Progressives for Immigration Reform Conference Attracts Major Anti-Immigrant Figures

Despite claims by Progressives for Immigration Reform (PFIR) to be a “progressive” and “environmental” organization, the appearance of several anti-immigrant activists at PFIR’s third annual conference in Washington, DC, earlier this month, further confirms that the group is firmly entrenched in the anti-immigrant movement.

Photos of the conference on the group Facebook page show Roy Beck, head of the Virginia-based anti-immigrant group NumbersUSA, in the audience. Beck is the former Washington editor of The Social Contract (TSC), an anti-immigrant journal published by racist John Tanton. During the years Beck was working as the Washington editor of TSC, the journal published the writings of known white supremacists such as Sam Francis and Jared Taylor. Beck also spoke at the 1997 national conference of the Council of Conservative Citizens, a white supremacist organization.
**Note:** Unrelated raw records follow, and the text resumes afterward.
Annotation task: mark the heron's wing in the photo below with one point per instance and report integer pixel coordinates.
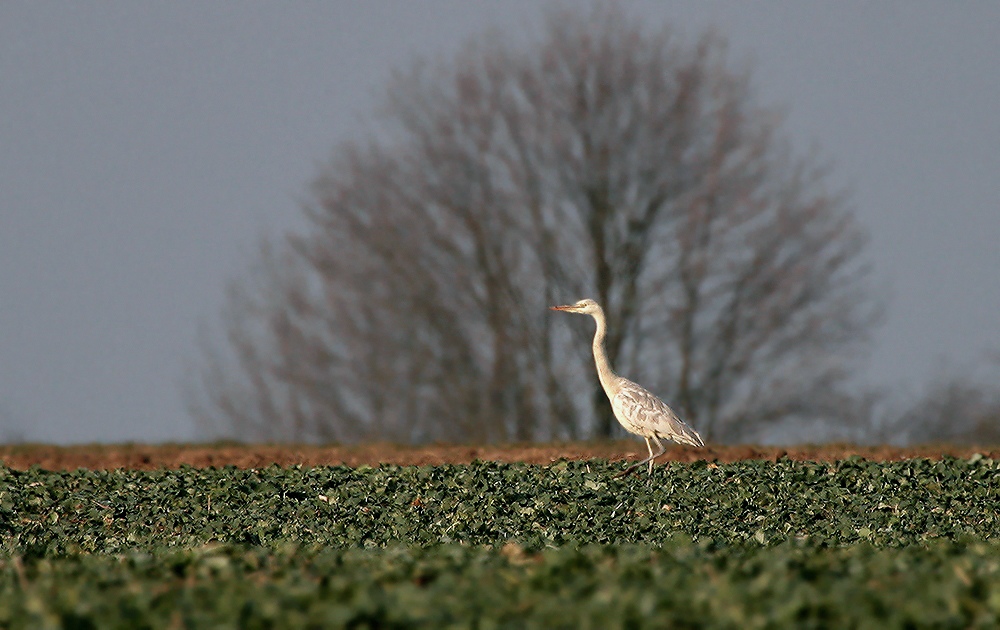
(644, 414)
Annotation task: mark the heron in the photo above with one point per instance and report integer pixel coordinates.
(637, 410)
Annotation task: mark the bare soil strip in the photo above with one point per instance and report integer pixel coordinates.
(145, 457)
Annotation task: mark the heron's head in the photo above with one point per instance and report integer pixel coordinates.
(586, 307)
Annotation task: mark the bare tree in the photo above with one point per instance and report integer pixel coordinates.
(599, 160)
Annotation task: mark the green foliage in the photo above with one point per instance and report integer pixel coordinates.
(680, 584)
(750, 544)
(570, 503)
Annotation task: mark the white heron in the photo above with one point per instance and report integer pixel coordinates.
(638, 410)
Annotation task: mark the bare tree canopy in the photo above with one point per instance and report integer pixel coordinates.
(600, 159)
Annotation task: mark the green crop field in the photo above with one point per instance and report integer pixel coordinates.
(743, 545)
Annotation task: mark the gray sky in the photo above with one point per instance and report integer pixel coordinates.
(144, 147)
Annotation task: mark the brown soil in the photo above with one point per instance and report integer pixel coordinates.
(140, 456)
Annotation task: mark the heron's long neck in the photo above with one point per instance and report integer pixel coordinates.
(604, 371)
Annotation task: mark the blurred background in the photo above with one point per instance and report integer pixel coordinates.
(180, 201)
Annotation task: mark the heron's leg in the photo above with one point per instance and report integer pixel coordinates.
(649, 460)
(652, 458)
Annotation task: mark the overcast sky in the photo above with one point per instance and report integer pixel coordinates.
(144, 148)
Another picture taken at the PFIR conference shows John Rohe, vice-president of philanthropy and secretary at the Colcom Foundation, in attendance. Rohe is reportedly a close friend of Tanton, and worked with him at Tanton’s U.S., Inc. organization in Michigan for a number of years.  Rohe even authored Tanton’s biography. The Colcom foundation is the premier funder of the anti-immigrant movement in the United States, and has donated millions of dollars a year to anti-immigrant groups such as PFIR, U.S., Inc., NumbersUSA and many others.

A third key anti-immigrant figure identified at the PFIR conference is Marilyn Brant Chandler DeYoung, the chair of the Santa Barbara-based anti-immigrant group Californians for Population Stabilization (CAPS). CAPS reportedly received money from the Pioneer Fund, a foundation that promotes the study of eugenics, in 2002. DeYoung is behind a push this year to get more recognition for CAPS. The group aired ads during the Democratic and Republican conventions and launched a number of new projects in 2012.
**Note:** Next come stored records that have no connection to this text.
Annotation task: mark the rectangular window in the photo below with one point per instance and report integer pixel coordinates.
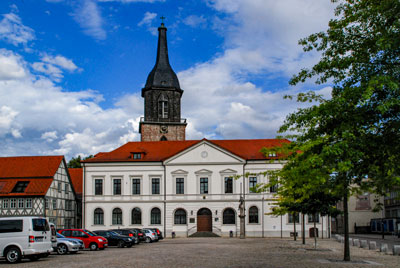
(180, 185)
(204, 185)
(253, 184)
(21, 203)
(228, 185)
(135, 186)
(13, 203)
(98, 187)
(5, 203)
(311, 218)
(117, 186)
(28, 203)
(155, 186)
(290, 215)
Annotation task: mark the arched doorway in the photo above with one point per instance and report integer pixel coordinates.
(204, 220)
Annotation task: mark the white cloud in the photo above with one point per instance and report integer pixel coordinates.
(49, 136)
(13, 31)
(195, 21)
(88, 16)
(11, 66)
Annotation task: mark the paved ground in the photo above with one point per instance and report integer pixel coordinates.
(389, 239)
(219, 252)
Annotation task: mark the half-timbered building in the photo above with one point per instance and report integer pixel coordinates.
(37, 186)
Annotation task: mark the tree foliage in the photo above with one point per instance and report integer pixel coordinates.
(353, 138)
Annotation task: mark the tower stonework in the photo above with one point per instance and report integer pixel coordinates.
(162, 99)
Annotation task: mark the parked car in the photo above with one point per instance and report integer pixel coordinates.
(65, 245)
(128, 232)
(90, 239)
(115, 239)
(158, 232)
(150, 236)
(24, 237)
(140, 234)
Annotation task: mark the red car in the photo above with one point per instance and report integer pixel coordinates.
(90, 239)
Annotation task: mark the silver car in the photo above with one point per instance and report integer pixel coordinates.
(65, 245)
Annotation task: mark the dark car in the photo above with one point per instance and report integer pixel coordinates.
(157, 231)
(140, 234)
(115, 239)
(128, 232)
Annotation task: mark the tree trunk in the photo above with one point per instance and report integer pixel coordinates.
(315, 230)
(294, 226)
(303, 226)
(346, 226)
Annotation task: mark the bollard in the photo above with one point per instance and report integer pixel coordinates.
(363, 244)
(372, 245)
(396, 250)
(384, 248)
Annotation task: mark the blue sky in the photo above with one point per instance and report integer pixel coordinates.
(71, 71)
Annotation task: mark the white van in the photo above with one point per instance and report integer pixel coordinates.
(24, 237)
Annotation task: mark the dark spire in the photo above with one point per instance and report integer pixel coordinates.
(162, 75)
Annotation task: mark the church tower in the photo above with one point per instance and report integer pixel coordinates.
(162, 99)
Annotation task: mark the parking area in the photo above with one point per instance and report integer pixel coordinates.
(219, 252)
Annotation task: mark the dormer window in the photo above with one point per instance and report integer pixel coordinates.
(163, 107)
(20, 187)
(136, 155)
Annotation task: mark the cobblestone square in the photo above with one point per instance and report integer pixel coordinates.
(220, 252)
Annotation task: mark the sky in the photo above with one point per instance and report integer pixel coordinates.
(71, 71)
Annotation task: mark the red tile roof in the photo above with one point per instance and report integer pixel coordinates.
(36, 186)
(29, 166)
(161, 150)
(37, 170)
(76, 175)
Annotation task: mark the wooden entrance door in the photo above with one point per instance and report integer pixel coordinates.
(204, 220)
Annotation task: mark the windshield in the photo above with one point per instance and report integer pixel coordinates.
(90, 233)
(60, 236)
(40, 225)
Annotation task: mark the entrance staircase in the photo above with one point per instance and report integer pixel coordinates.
(204, 234)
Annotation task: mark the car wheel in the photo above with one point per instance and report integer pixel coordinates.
(62, 249)
(34, 257)
(93, 246)
(13, 255)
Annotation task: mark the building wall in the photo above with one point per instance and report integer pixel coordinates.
(57, 209)
(190, 165)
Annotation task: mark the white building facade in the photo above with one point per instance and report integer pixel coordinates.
(195, 189)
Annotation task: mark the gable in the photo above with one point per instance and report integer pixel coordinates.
(204, 153)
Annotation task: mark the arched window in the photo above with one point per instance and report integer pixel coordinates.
(180, 216)
(155, 216)
(253, 215)
(163, 107)
(98, 216)
(136, 216)
(228, 216)
(117, 216)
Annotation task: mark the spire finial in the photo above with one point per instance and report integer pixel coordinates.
(162, 20)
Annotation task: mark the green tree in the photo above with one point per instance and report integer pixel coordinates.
(75, 162)
(355, 134)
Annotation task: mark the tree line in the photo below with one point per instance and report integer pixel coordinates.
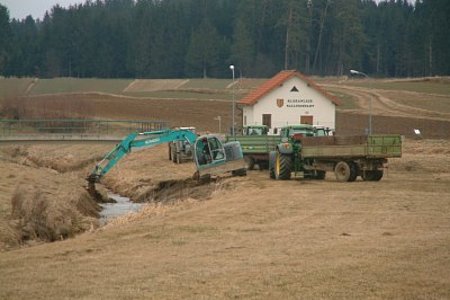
(201, 38)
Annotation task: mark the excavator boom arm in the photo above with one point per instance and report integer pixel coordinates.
(133, 141)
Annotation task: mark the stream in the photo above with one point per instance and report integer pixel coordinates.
(122, 206)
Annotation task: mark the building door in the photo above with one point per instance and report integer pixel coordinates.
(267, 120)
(306, 120)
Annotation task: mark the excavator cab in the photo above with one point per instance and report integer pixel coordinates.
(212, 157)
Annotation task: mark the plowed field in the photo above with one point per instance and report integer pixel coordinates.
(243, 237)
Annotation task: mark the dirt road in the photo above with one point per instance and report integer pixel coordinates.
(256, 238)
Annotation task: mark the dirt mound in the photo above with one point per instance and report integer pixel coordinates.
(175, 190)
(46, 216)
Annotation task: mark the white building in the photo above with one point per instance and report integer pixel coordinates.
(289, 98)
PFIR’s claim to legitimacy in the environmental movement continues to unravel. Its website states, “Indeed, it is hard to think of a single environmental problem that is not made significantly worse by population growth, or that could not be more effectively met if we could stabilize or reduce our population.” As this quote indicates, the group’s real agenda is to cite immigration as the major source of environmental problems in the United States.